Emond testified the latter habit bothered her so much that she took her breaks at 2:30 p.m. every day to avoid his departure.

The conflict between Mr. X and Emond came to a head in May 2010 when she was in her office speaking on the phone with a colleague. The man was making so much noise in his cubicle that she stood up and hit their shared wall to get him to stop, she told the board.

'Do not cross that line'

"Once she hung up, Mr. X entered her office, with his fists on his hips, and told her: 'What is your problem? … There is a line on the floor and do not cross that line because I do not know what will happen,'" the board's decision claims.

Emond said she was frightened and left to speak with her manager, telling her she could no longer handle the situation and wanted to move. Half an hour later, she returned to her desk and contacted an employee assistance program.

After that, she told the board she experienced "enormous stress." She arrived at work early to avoid crossing paths with Mr. X and wasn't productive until after he left, she said.

Several months later, she moved into a different closed office facing the kitchen, but "Mr. X often passed by, making bizarre noises with his mouth, like taunting or singing," she told the board.

Emond moved into yet another office in December 2010, where she stayed until she left on sick leave the following year.

Other employees testified that Mr. X told loud jokes, was flatulent, interrupted them, used equipment without permission, ran a white noise machine at his desk until he was told to stop, yawned strangely, put his feet up on his desk and made calls to his own work phone to bother others, among other things.

But manager Sheila Ouellette testified that Mr. X is a friendly employee who wanted people to like him but sometimes behaved awkwardly. She also said he had worked as a correctional officer, and that Mr. X might have been finding it difficult to adjust to an office environment.

Ouellette told the board she didn't think Mr. X was violent, that no one else had filed a complaint against him, and that he was subject to intimidation, ridicule and mockery by colleagues who ganged up on him. 

She said she spoke to Mr. X about washing his feet at his cubicle and that he stopped doing it.

Ouellette described Emond as "a strong personality who works very hard, who likes things to be done her way, and who is easily alarmed," according to the board's decision.

Mr. X files complaint

In August 2011, as she was about to leave for three weeks of vacation, Emond was notified that Mr. X had filed a harassment complaint against her.

In a colleague's office, she said she thought Mr.

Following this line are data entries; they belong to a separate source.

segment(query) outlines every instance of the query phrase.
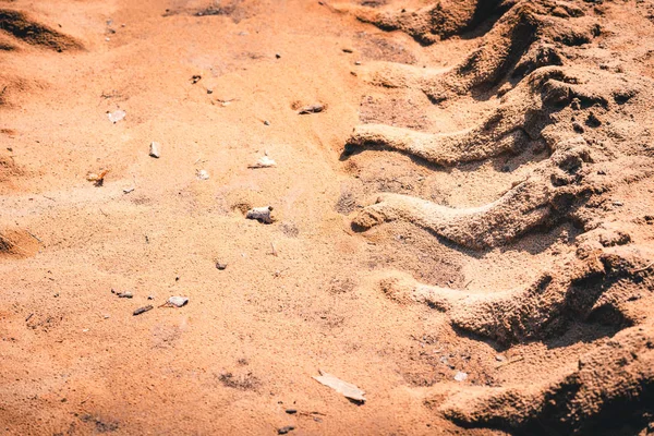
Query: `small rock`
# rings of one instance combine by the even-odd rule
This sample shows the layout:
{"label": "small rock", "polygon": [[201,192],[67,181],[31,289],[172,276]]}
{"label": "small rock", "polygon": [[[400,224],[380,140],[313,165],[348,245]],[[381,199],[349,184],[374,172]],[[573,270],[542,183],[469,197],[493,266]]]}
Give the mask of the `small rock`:
{"label": "small rock", "polygon": [[272,206],[255,207],[253,209],[247,210],[245,218],[256,219],[259,222],[269,225],[272,222],[272,216],[270,215],[271,211],[272,211]]}
{"label": "small rock", "polygon": [[147,311],[152,311],[153,308],[155,308],[155,307],[153,307],[152,304],[148,304],[147,306],[138,307],[137,310],[135,310],[133,315],[134,316],[141,315],[142,313],[146,313]]}
{"label": "small rock", "polygon": [[277,162],[270,159],[268,156],[261,157],[255,164],[249,166],[247,168],[272,168],[277,167]]}
{"label": "small rock", "polygon": [[464,382],[467,378],[468,378],[468,374],[462,371],[459,371],[457,373],[457,375],[455,375],[455,380],[457,380],[457,382]]}
{"label": "small rock", "polygon": [[300,109],[300,111],[298,111],[298,114],[306,114],[306,113],[319,113],[322,111],[325,110],[325,105],[318,102],[315,105],[308,105],[303,107],[302,109]]}
{"label": "small rock", "polygon": [[124,110],[114,110],[113,112],[107,112],[107,117],[109,117],[109,121],[113,124],[125,118],[128,113]]}
{"label": "small rock", "polygon": [[154,158],[159,158],[159,156],[161,156],[161,145],[159,143],[156,142],[152,142],[150,143],[150,153],[149,155]]}
{"label": "small rock", "polygon": [[189,303],[189,298],[187,296],[171,296],[168,299],[168,302],[175,307],[182,307]]}
{"label": "small rock", "polygon": [[323,371],[319,371],[319,376],[313,377],[316,382],[319,382],[320,384],[330,387],[331,389],[341,393],[346,398],[349,398],[350,400],[356,401],[361,404],[365,402],[365,392],[359,389],[359,387],[356,387],[355,385],[352,385],[348,382],[343,382],[340,378],[331,374],[327,374]]}

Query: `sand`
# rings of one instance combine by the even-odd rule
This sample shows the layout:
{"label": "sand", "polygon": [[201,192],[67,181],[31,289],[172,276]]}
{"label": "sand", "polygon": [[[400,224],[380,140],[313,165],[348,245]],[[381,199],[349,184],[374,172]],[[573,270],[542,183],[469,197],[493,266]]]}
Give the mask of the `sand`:
{"label": "sand", "polygon": [[653,16],[0,1],[0,434],[651,432]]}

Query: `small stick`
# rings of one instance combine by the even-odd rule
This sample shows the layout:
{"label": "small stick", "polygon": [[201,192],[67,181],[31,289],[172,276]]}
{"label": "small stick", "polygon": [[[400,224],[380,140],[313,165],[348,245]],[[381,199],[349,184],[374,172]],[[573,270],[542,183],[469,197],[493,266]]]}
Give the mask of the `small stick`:
{"label": "small stick", "polygon": [[44,243],[44,241],[41,241],[40,239],[38,239],[38,237],[37,237],[36,234],[32,233],[29,230],[27,230],[27,233],[29,233],[29,235],[31,235],[32,238],[34,238],[35,240],[37,240],[37,241],[38,241],[38,242],[40,242],[41,244]]}
{"label": "small stick", "polygon": [[642,267],[642,268],[634,269],[633,271],[631,271],[631,274],[634,274],[634,272],[642,272],[642,271],[644,271],[644,270],[646,270],[646,269],[650,269],[650,268],[652,267],[652,265],[654,265],[654,262],[652,262],[650,265],[647,265],[647,266],[644,266],[644,267]]}

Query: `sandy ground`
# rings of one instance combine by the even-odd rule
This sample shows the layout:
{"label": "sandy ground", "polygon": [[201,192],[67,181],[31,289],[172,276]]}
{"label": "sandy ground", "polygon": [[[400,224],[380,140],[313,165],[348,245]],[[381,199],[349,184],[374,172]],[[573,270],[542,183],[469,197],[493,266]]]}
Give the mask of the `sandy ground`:
{"label": "sandy ground", "polygon": [[[473,39],[422,47],[316,1],[197,16],[210,5],[0,1],[83,46],[58,52],[0,32],[11,46],[0,51],[0,228],[13,244],[0,257],[0,433],[504,434],[436,409],[452,392],[565,374],[615,332],[579,325],[507,348],[379,291],[388,270],[512,289],[580,232],[561,222],[479,252],[411,223],[352,230],[351,214],[379,191],[481,206],[546,158],[435,170],[383,150],[341,155],[361,122],[434,132],[485,117],[494,100],[443,109],[362,78],[380,61],[447,68]],[[324,111],[298,114],[318,102]],[[126,117],[110,122],[119,109]],[[275,168],[249,168],[265,155]],[[104,170],[101,185],[87,180]],[[268,205],[274,223],[245,219]],[[162,307],[171,295],[190,302]],[[366,402],[317,383],[319,370]]]}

X was "going to finish" her, then she looked out the window and asked her colleague "to call my daughter" if anything happened to her.

In the following weeks, Emond sought medical help, applied for sick leave and remained on sick leave until March 2013, when she was assigned to the Correctional Service of Canada for one year.

After the secondment, she was supposed to return to her former job but went on sick leave again in April 2014. While she was away, she had been assigned to another, more secure floor of the building to which Mr. X did not have access, but Emond turned down the move.

The harassment complaint Mr. X filed against Emond was partially upheld, and Emond was reprimanded verbally.

Board orders compensation

The employer's counsel argued that Emond suffered from stress, not a disability, and that she was reasonably accommodated with the move to the secure floor.

Her family doctor and a psychologist "essentially concluded that she was suffering from emotional stress caused by Mr. X and that his presence [at the building] made her fear for her safety," board adjudicator Linda Gobeil wrote in her decision.

"They both testified that she actually felt her fear, although it was subjective. They both stated without reservations that she could not work at [the building], despite the employer's proposed accommodation, as long as the situation with Mr. X remained unresolved. They both affirmed that [she] was credible and that her fear of Mr. X was real," she wrote.

Gobeil ordered the employer to move Emond to another building in Ottawa, at the employer's discretion, and to compensate her for lost annual leave, and for the difference between her salary and the amount she received while she was on long-term disability.